Isso significa que a hipótese de incidência dos tributos deve ser analisada e interpretada para além do preceito constitucionalmente elencado, dando-se ênfase ao resultado prático gerado por eles. Ou seja, a tributação seria um fim amparado na ideia de solidariedade social. Nessa linha, a tributação concretiza o valor axiológico do ideal de solidariedade, podendo-se afirmar que tributação e solidariedade são faces da mesma moeda, já que sem um não se alcança o outro. Não existiria verdadeira solidariedade sem tributação, e sem solidariedade, não se justifica adequadamente a exigência de tributos.

A partir dessa perspectiva, os tributos deixam de ser excepcionais, passando a instrumentos de receita pública derivada, dos quais, continuamente, o Estado se valeria para atender aos objetivos assumidos na redução das desigualdades socioeconômicas.
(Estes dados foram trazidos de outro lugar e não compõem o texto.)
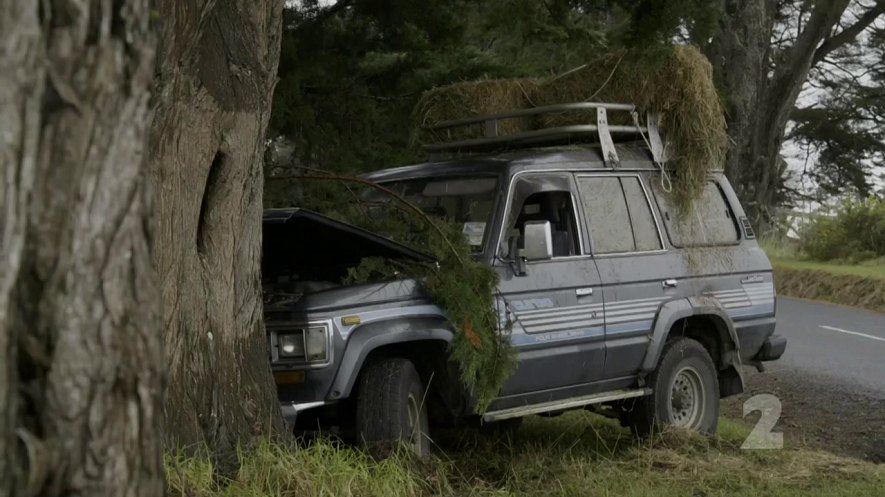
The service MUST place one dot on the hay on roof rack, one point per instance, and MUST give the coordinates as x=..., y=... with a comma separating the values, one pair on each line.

Nesse sentido, não bastaria mais a observância de critérios formais para se chegar à juridicidade de uma determinada exação, sendo importante a observância da capacidade de cada cidadão ou sociedade empresária para arcar com a tributação.

 Cria-se, portanto, um paradigma de moralidade fiscal, impondo limitações à liberdade de planejamento dos contribuintes, com o fito de preservar outros valores como a justiça fiscal, igualdade, capacidade contributiva, neutralidade tributária e eficiência econômica.

Portanto, o   dever   de   pagar   tributos   representaria   um   dos   principais aspectos do exercício da cidadania, que compreende não apenas direitos, mas também deveres a serem observados pelos cidadãos, a fim de garantir um adequado funcionamento da própria sociedade organizada representada pelo Estado, o que inclui a concretização dos próprios direitos dos cidadãos, sobretudo os de cunho prestacional.

3 CRÍTICAS À INTERPRETAÇÃO TELEOLÓGICA NO DIREITO TRIBUTÁRIO COM BASE NA A SOLIDARIEDADE E NA CAPACIDADE CONTRIBUTIVA 

A interpretação está intimamente ligada à ideia de segurança jurídica. A atividade interpretativa, sistematizada de modo lógico e racional, almeja, como objetivo primordial, restringir a liberdade do intérprete, reduzir sua discricionariedade, a fim de evitar arbitrariedades. As regras interpretativas são ferramentas que funcionam como uma espécie de contenção, impossibilitando que o intérprete pratique abusos.

Atribui-se ao texto legislado, portanto, posição de protagonismo, buscando-se dirimir a possibilidade de interpretação totalmente dissociada das intenções do legislador, principalmente no que se refere às competências tributárias. Deve o intérprete, à vista disso, buscar os possíveis significados da norma a ser apreciada, cuja existência preexiste à própria atividade interpretativa. 

Por obra da inesgotabilidade da ação de interpretar, no dialogismo da comunicação jurídica, o grande obstáculo é legitimar a significação proposta. A superação dos problemas de sentido não ocorre pelas definições, mas sim pelas técnicas de legitimação que são utilizadas para que a definição seja aceita pelos interlocutores no lugar de outra qualquer. Aquele que fala em nome do sistema jurídico (prescreve condutas) deve ser coerente com o próprio sistema. A proposição será dotada de maior legitimidade quanto maior for sua coerência com o sistema que faz parte (GAMA, 2009, p. 232).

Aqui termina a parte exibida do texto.